While the decision this week by the Reserve Bank of South Africa’s Monetary Policy Committee (MPC) to keep interest rates as they are (the repo rate at 3.5% and the prime rate remaining at 7 %), giving homeowners who are repaying bonds some extended relief, the possibility that rates will start to rise in the near future is a distinct possibility.
Adrian Goslett, regional director and CEO of RE / MAX Southern Africa, said while grateful for the move, he remains cautious about when interest rates begin their inevitable rise.
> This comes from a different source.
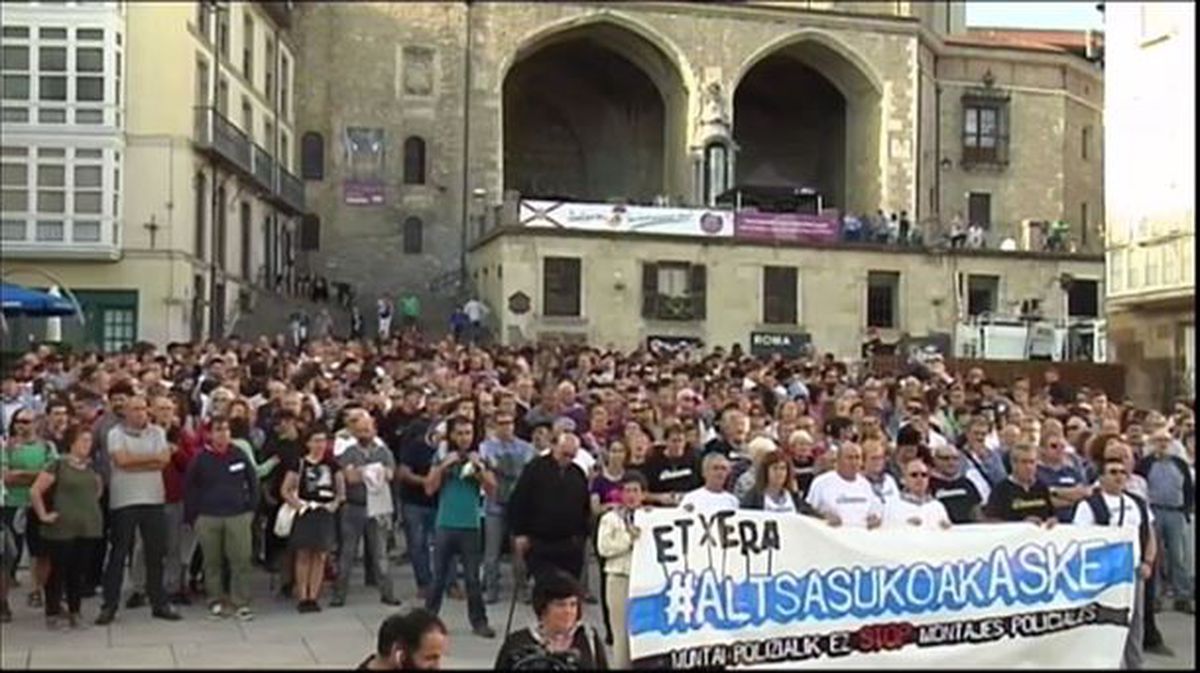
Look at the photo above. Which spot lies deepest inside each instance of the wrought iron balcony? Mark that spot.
(219, 136)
Earlier this year, he said publicly that interest rates were unlikely to rise this year, but still advised homeowners to leave room in their budgets for a possible increase.
“It’s no secret that SARB Governor Lesetja Kganyago hopes the inflation target will be lowered to 3% over time, and at every MPC meeting so far, increases interest rates were mentioned. I caution homeowners and new buyers to take these warnings seriously and ensure their budgets allow for an increase of at least 25 basis points at all times, ”said Goslett.
As it stands, keeping interest rates stable will go a long way in helping debt holders cope with repayments in an already struggling economy. “The unemployment rate is at an all time high. Unless things start to change and the economy is allowed to open up further, this does not bode well for the local housing market. Rising unemployment often leads to an increase in the number of repossessed homes and an increase in the number of homeowners who are forced to downsize. Over time, that will then have a negative impact on home values, ”says Goslett.
That said, the real estate market continues to be very active and has performed better than expected since the pandemic last year. “This is a testament to the fact that no matter how poor the economy is performing, people will always need a place to live. I’m not sure if and when the real estate market will become less active and deteriorate, but what I’m sure is that those who view owning a home as a long-term investment will inevitably benefit from good returns. they made smart investment choices, ”he says.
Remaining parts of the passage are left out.